The structure of the video at first seems to imply that Tim McGraw (as the singer/narrator and a character in the video) is the boyfriend who keeps being texted by the female driver. Upon the LifeFlight helicopter arriving at the hospital, the viewer realizes that Tim McGraw's character is actually the physician who saves the driver's life, and the texts he had been receiving earlier in the video were from the hospital paging/notifying him about this emergency. Taylor Swift was standing in the bedroom-curtain.
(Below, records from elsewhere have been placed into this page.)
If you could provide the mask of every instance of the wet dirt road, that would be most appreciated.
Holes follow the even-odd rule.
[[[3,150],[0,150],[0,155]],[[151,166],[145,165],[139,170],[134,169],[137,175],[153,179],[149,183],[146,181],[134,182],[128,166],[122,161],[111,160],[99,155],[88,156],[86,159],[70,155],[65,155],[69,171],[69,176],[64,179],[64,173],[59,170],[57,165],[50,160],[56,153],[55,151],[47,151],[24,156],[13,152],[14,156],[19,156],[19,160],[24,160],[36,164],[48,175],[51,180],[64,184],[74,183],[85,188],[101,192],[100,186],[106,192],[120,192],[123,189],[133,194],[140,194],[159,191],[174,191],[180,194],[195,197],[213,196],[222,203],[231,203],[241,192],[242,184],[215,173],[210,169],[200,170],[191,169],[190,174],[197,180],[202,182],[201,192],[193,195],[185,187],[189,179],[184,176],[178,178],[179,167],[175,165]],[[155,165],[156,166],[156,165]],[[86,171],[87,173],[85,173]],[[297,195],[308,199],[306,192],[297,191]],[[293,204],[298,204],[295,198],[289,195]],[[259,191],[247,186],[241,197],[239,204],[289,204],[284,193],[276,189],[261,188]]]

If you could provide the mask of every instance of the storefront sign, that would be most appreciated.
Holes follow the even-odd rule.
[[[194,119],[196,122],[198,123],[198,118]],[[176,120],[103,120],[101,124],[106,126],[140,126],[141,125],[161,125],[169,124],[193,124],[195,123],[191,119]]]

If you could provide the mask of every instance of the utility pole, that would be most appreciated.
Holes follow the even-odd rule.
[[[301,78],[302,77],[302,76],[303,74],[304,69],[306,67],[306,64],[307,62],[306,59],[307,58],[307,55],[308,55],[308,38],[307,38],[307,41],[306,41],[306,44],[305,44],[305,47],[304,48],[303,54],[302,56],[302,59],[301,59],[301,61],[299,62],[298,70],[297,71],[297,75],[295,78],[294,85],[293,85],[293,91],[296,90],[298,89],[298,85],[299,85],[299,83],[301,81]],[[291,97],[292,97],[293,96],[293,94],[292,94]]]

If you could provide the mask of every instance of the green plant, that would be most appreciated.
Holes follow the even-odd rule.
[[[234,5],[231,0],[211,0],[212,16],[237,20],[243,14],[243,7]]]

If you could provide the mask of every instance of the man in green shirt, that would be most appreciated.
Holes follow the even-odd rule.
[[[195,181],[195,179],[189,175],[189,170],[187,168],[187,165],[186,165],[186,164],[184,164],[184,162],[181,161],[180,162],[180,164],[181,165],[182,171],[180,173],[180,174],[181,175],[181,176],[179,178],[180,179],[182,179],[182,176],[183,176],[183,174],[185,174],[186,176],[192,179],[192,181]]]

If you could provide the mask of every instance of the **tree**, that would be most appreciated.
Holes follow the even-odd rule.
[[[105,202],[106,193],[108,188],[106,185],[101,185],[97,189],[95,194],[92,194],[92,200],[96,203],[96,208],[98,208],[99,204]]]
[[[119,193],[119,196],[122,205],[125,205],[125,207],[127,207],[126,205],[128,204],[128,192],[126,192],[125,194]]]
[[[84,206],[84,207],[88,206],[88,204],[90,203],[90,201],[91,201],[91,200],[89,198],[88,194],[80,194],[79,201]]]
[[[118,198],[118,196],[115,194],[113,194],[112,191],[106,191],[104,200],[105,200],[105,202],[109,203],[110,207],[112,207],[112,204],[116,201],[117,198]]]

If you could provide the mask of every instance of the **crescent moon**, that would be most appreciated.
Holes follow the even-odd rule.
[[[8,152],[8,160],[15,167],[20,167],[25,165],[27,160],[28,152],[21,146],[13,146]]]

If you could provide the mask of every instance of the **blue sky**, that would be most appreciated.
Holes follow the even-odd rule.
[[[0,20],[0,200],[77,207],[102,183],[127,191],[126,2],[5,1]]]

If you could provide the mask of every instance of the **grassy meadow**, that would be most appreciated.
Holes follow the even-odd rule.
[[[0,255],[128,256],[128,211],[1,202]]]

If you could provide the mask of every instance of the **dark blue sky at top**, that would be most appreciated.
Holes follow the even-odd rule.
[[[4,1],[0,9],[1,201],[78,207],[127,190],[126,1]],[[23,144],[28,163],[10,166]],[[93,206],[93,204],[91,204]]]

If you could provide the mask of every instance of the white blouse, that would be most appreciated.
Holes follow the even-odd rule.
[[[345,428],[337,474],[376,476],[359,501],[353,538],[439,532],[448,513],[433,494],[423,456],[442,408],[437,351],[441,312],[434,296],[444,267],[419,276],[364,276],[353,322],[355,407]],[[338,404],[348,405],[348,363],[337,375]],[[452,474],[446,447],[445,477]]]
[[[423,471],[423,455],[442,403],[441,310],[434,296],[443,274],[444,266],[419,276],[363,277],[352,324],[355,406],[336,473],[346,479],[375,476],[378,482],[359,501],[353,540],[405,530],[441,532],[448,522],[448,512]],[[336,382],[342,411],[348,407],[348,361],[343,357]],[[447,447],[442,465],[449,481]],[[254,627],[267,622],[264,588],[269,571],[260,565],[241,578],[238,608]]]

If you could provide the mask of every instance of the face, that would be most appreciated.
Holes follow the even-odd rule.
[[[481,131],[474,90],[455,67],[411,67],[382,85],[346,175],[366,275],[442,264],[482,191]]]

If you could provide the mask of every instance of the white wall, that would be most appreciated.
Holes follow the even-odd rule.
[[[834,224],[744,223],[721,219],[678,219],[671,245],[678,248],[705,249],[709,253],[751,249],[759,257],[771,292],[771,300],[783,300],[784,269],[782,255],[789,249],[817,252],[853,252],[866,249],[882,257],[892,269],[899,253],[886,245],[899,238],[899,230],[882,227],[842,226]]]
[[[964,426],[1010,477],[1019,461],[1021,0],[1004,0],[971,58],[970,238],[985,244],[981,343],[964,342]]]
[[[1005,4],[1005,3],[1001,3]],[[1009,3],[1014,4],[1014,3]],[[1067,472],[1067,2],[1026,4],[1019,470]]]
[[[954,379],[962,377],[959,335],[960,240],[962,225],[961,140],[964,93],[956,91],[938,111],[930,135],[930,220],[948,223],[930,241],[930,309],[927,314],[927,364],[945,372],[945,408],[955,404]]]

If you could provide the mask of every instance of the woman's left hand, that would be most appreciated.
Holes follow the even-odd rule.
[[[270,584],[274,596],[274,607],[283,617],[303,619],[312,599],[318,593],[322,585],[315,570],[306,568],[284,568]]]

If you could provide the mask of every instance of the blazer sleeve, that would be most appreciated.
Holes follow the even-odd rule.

Keith Urban was standing on the beach.

==Accolades==

Year: Organization; Award/work; Result; Ref.
2013: American Country Awards; Collaborative Single of the Year; Won
Collaborative Video of the Year: Won
Song of the Year (Songwriters Award): Won
Country Music Association Awards: Musical Event of the Year; Won
Music Video of the Year: Won
Single of the Year: Nominated
2014: Academy of Country Music Awards; Video of the Year; Won
Single Record of the Year: Nominated
Vocal Event of the Year: Nominated
BMI Awards: Publisher of the Year; Won
Country Awards Top 50 Songs: Won
CMT Music Awards: Collaborative Video of the Year; Nominated
Video of the Year: Nominated
iHeartRadio Music Awards: Country Song of the Year; Nominated
Grammy Awards: Best Country Duo/Group Performance; Nominated
CMC Music Awards: International Video of the Year; Won

==Official versions==
- Album version (4:36)
- Radio edit (4:14)
- Duet with Brazilian singer Paula Fernandes, a Porglish version (4:38)

==Charts==

===Weekly charts===

Weekly chart performance for "Highway Don't Care"
| Chart (2013) | Peak position |
|---|---|
| Australia (ARIA) | 73 |
| Canada Hot 100 (Billboard) | 21 |
| Canada Country (Billboard) | 2 |
| US Billboard Hot 100 | 22 |
| US Country Airplay (Billboard) | 1 |
| US Hot Country Songs (Billboard) | 4 |

===Year-end charts===

Year-end chart performance for "Highway Don't Care"
| Chart (2013) | Position |
|---|---|
| Canada (Canadian Hot 100) | 81 |
| US Billboard Hot 100 | 77 |
| US Country Airplay (Billboard) | 32 |
| US Hot Country Songs (Billboard) | 6 |

==Certifications==

Certifications for "Highway Don't Care"
| Region | Certification | Certified units/sales |
| Australia (ARIA) | Platinum | 70,000^{‡} |
| New Zealand (RMNZ) | Gold | 15,000^{‡} |
| United States (RIAA) | 3× Platinum | 3,000,000^{‡} |
^{‡} Sales+streaming figures based on certification alone.